Comme annoncé à la fin du scolie précédent, cette proposition explique une première raison qui fait que le désir qui naît d’une passion peut être dit « aveugle » : parce qu’il est excessif. Au contraire, la proposition suivante montrera que les désirs et conduites nées de la raison ne peuvent avoir un tel excès/aveuglement.

Définit le critère de l’aveuglement/excès d’un désir : est excessif et en cela aveugle tout désir qui naît d’un affect « partiel », concernant une seule ou quelques partie(s) du corps au détriment des autres et de l’ensemble (partialité locale). Ainsi, par ex., les désirs naissant du « chatouillement » sont excessifs en ce sens (4, 43).

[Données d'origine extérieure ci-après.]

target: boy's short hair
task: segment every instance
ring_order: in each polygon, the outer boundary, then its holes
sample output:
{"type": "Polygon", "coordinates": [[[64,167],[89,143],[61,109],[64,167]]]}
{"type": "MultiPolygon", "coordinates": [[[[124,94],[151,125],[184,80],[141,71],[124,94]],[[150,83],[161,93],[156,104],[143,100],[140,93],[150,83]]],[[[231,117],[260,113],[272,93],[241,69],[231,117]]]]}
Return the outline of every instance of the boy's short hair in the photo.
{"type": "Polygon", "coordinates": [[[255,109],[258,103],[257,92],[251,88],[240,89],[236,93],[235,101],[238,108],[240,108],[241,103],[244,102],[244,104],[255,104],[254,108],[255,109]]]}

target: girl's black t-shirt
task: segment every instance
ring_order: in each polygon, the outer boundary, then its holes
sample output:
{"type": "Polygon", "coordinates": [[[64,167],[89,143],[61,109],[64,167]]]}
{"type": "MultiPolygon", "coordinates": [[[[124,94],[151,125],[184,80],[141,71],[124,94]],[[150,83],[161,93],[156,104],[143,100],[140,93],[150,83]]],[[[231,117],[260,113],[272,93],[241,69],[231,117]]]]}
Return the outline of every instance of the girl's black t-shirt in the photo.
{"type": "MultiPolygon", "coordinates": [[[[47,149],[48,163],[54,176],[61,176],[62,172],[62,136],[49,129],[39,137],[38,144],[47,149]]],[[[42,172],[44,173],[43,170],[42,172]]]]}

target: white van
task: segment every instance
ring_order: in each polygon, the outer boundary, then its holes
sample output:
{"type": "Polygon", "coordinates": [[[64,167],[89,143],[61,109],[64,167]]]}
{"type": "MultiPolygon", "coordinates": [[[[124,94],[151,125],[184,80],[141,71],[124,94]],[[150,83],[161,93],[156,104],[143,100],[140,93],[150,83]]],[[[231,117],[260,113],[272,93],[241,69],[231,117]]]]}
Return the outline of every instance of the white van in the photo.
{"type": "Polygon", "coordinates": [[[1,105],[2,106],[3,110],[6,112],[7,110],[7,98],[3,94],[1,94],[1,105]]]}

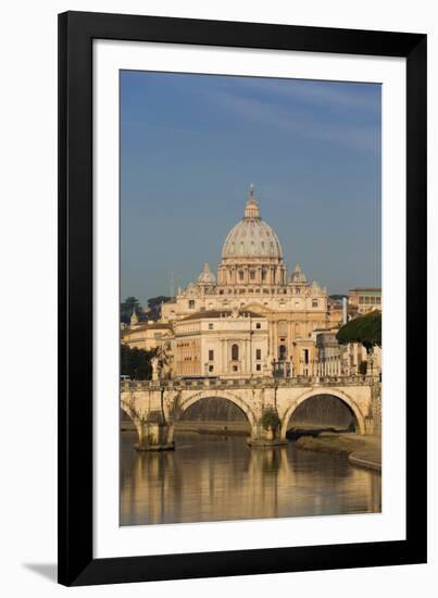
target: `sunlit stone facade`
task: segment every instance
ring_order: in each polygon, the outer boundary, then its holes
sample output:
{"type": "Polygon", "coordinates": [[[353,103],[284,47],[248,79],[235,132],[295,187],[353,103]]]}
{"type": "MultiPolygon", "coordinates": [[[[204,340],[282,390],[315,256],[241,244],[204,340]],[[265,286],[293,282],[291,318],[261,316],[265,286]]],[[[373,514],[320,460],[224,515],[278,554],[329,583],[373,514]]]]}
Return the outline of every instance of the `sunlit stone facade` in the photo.
{"type": "Polygon", "coordinates": [[[242,220],[225,239],[217,278],[205,264],[197,283],[162,306],[162,321],[173,325],[176,376],[266,375],[273,361],[287,364],[288,375],[298,374],[315,359],[314,331],[337,324],[326,288],[309,283],[299,264],[288,275],[252,186],[242,220]]]}

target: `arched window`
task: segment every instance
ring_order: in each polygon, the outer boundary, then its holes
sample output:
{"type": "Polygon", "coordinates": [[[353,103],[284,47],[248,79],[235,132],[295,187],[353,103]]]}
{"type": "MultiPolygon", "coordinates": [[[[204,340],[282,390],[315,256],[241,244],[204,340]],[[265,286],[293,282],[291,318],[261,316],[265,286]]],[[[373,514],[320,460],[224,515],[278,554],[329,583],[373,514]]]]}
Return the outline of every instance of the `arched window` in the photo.
{"type": "Polygon", "coordinates": [[[280,361],[284,361],[286,359],[286,357],[287,357],[287,349],[286,349],[285,345],[280,345],[278,347],[278,359],[280,361]]]}

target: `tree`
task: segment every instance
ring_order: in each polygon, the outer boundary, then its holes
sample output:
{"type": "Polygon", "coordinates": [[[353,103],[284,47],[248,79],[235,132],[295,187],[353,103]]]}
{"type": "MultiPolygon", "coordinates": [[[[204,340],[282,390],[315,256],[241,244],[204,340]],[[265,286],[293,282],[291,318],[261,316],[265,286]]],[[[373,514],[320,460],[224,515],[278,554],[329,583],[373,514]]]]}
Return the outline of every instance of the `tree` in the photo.
{"type": "Polygon", "coordinates": [[[372,311],[350,320],[339,328],[336,338],[340,345],[362,342],[367,353],[372,351],[373,347],[381,347],[381,313],[372,311]]]}
{"type": "Polygon", "coordinates": [[[140,301],[136,297],[127,297],[121,303],[121,322],[129,324],[134,308],[136,309],[137,315],[139,316],[142,311],[140,301]]]}
{"type": "Polygon", "coordinates": [[[121,374],[129,376],[132,379],[151,379],[151,359],[154,356],[154,349],[146,351],[137,347],[130,348],[127,345],[121,345],[121,374]]]}

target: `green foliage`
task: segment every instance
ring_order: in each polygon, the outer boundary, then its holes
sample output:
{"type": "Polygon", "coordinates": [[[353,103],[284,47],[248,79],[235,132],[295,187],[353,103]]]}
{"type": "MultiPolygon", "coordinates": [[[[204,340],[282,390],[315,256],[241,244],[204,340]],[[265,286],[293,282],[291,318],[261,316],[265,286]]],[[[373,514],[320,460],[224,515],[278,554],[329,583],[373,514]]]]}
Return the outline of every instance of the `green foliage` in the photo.
{"type": "Polygon", "coordinates": [[[132,379],[151,379],[151,359],[155,350],[130,348],[127,345],[121,346],[121,375],[129,376],[132,379]]]}
{"type": "Polygon", "coordinates": [[[148,299],[148,320],[159,320],[161,315],[161,303],[168,301],[171,297],[165,295],[159,295],[158,297],[151,297],[148,299]]]}
{"type": "Polygon", "coordinates": [[[340,345],[362,342],[367,353],[375,346],[381,347],[381,313],[372,311],[366,315],[350,320],[339,328],[336,338],[340,345]]]}
{"type": "Polygon", "coordinates": [[[367,361],[361,361],[361,363],[359,364],[359,373],[362,376],[366,376],[367,369],[368,369],[368,362],[367,361]]]}
{"type": "Polygon", "coordinates": [[[127,297],[121,303],[121,322],[124,322],[125,324],[129,324],[130,315],[133,313],[134,308],[136,308],[138,319],[140,320],[140,314],[142,312],[140,301],[135,297],[127,297]]]}
{"type": "Polygon", "coordinates": [[[263,412],[263,415],[262,415],[262,419],[261,419],[261,424],[262,426],[264,427],[264,429],[277,429],[277,427],[279,427],[281,421],[280,419],[278,418],[278,414],[277,412],[270,408],[270,409],[266,409],[266,411],[263,412]]]}

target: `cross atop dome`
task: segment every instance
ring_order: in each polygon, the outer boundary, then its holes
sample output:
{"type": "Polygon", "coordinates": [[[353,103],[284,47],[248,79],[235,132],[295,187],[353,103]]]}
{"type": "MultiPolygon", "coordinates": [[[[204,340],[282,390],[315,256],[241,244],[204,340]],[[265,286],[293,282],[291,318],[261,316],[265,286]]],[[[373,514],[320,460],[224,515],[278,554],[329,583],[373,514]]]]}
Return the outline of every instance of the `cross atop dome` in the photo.
{"type": "Polygon", "coordinates": [[[251,183],[249,186],[249,198],[245,207],[245,217],[246,219],[260,219],[260,208],[255,199],[254,185],[251,183]]]}

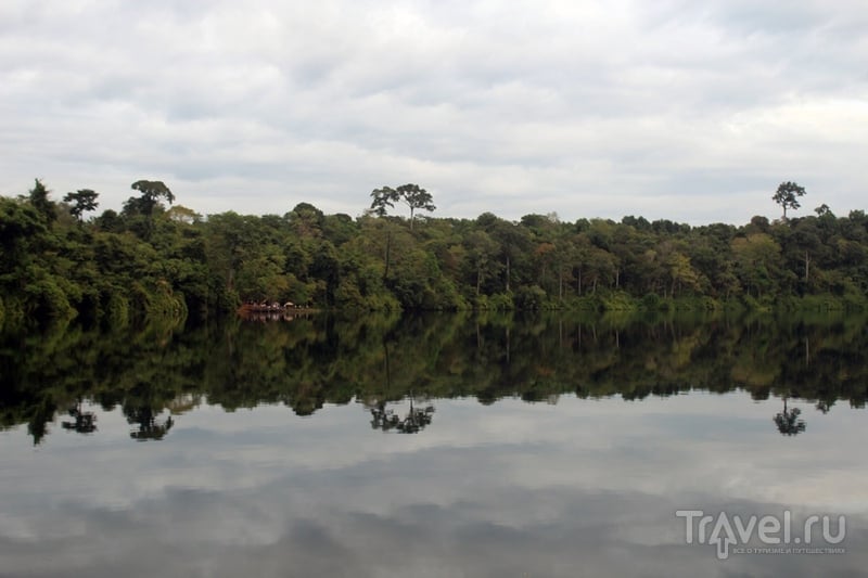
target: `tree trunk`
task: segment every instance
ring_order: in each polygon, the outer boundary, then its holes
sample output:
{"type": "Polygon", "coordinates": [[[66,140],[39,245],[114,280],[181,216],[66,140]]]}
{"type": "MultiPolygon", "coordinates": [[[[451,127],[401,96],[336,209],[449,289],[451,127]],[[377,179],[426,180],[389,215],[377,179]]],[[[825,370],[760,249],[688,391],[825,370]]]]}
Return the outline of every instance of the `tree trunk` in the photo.
{"type": "Polygon", "coordinates": [[[388,279],[388,253],[390,253],[391,248],[392,248],[392,231],[387,231],[386,232],[386,267],[385,267],[385,270],[383,271],[383,281],[388,279]]]}
{"type": "Polygon", "coordinates": [[[805,283],[807,283],[809,267],[810,267],[810,256],[807,254],[807,249],[805,249],[805,283]]]}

Le caractère partiel de ces affects fait que les désirs qui en sont issus sont inutiles voire nuisibles : car contraires aux critères énoncés par les prop. 38 et 39 (est bon ce qui favorise les aptitudes globales du corps sans menacer son équilibre).

Démonstration

Commence par la démontrer pour le cas des joies partielles et des désirs tyranniques qui en naissent : un plaisir local stimulé par une cause extérieure tend naturellement, conformément à son conatus propre, à se maintenir et donc à conforter son hégémonie sur le reste du corps ; il engendre ainsi des conduites qui tendent à opprimer les autres parties du corps, à entraver l’expression de son conatus global.

Macherey : « Le palais de l’ivrogne excité au point de se prendre pour un individu à part entière n’est tel que suggestionné par les forces étrangères de l’alcool qui, en le poussant à dilater ses papilles gustatives au maximum, et ainsi à vivre autant qu’il le peut sa vie de palais, comme peut justement le souhaiter un ivrogne, affaiblissent à long terme l’organisme dont il est un organe et en dehors duquel il ne saurait exister (…) » (338 n. 1)

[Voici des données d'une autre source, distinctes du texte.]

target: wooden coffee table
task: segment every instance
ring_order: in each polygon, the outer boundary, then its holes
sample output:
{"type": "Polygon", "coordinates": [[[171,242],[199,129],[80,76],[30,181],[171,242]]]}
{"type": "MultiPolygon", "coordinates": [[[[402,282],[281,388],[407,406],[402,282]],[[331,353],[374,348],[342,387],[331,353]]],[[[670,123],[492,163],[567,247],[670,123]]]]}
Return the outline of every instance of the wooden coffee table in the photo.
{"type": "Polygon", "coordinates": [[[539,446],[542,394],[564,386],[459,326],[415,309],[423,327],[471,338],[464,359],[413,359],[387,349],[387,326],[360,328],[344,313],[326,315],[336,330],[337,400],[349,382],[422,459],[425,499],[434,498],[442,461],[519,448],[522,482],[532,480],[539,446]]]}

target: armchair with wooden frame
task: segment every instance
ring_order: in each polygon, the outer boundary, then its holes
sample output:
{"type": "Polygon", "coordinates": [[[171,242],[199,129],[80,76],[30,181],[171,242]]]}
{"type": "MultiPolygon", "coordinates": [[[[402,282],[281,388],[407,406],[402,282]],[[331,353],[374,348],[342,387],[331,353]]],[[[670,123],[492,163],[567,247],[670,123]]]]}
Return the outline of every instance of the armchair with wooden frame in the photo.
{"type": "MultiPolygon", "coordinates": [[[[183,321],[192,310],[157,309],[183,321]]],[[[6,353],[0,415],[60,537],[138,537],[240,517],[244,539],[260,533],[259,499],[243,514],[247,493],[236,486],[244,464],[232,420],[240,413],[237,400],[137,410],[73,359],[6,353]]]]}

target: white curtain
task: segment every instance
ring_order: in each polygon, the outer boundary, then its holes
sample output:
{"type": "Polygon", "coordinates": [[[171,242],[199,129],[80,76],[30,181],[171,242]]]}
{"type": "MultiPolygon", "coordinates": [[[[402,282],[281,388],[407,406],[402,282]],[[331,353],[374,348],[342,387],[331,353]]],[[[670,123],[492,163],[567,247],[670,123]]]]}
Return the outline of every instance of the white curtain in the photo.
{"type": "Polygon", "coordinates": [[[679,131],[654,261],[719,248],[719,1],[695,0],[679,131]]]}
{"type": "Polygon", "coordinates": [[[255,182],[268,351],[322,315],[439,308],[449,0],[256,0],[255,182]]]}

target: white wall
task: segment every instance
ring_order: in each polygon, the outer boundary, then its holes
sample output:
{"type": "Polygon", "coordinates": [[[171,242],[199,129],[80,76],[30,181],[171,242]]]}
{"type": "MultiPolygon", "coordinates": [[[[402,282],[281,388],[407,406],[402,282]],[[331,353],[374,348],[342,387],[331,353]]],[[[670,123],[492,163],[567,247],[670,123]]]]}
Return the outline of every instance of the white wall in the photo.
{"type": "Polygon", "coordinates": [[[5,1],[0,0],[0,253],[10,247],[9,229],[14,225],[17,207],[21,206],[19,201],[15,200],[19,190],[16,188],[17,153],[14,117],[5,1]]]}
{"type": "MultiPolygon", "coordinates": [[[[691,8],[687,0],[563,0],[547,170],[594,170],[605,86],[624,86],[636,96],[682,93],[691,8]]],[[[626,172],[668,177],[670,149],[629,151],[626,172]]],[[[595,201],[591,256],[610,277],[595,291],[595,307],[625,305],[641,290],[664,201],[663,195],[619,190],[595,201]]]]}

Spinoza passe ensuite au cas inverse d’une tristesse partielle et du désir qui en naît : un tel désir de se faire du mal localement est à tous égard mauvais, la tristesse n’étant de toute façon jamais bonne, et étant ici de plus exercée au détriment de l’équilibre global du corps.

Scolie

Le plus souvent nous en sommes en proie à de tels désirs partiels et excessifs, focalisés sur une partie de l’organisme au détriment de l’équilibre (santé) du tout. Leur caractère nuisible et l’aveuglement qui les caractérise sont de plus accentués encore par la considération obnubilée du présent et du court-terme.

Macherey : « Tout ce raisonnement est construit autour de l’opposition de la « santé » (valetudo) et de la « maladie » (morbus), ce qui rapproche l’éthique d’une hygiène, celle-ci concernant simultanément le corps et l’âme. » (340 n. 1)

Prop. 61 : Un désir qui naît de la raison ne peut être excessif.

demonstratio par 3, prop 3  |  3, def 2

Au contraire des désirs qui se développent sur fond de joie ou de tristesse passives, les désirs naissant de la raison ne peuvent avoir d’excès et ne sont en cela pas aveugles.

Le scolie de la prop. 4 du De Libertate exploitera notamment cette proposition pour montrer que le meilleur remède aux affects passifs et excessifs consiste à les rationnaliser en les connaissant, ce qui permet de les soustraire à l’influence des causes extérieures, à se les réapproprier pour ainsi dire : « ce à quoi nous devons principalement nous appliquer c’est à connaître autant que possible chaque affect clairement et distinctement, de telle sorte que l’Esprit soit déterminé par l’affect à penser avec clarté et distinction ce qu’il perçoit dans cet affect même, et ce en quoi il trouve une entière satisfaction ; et que, par suite, l’affect lui-même soit séparé de la pensée d’une cause extérieure et soit joint à des pensées vraies ».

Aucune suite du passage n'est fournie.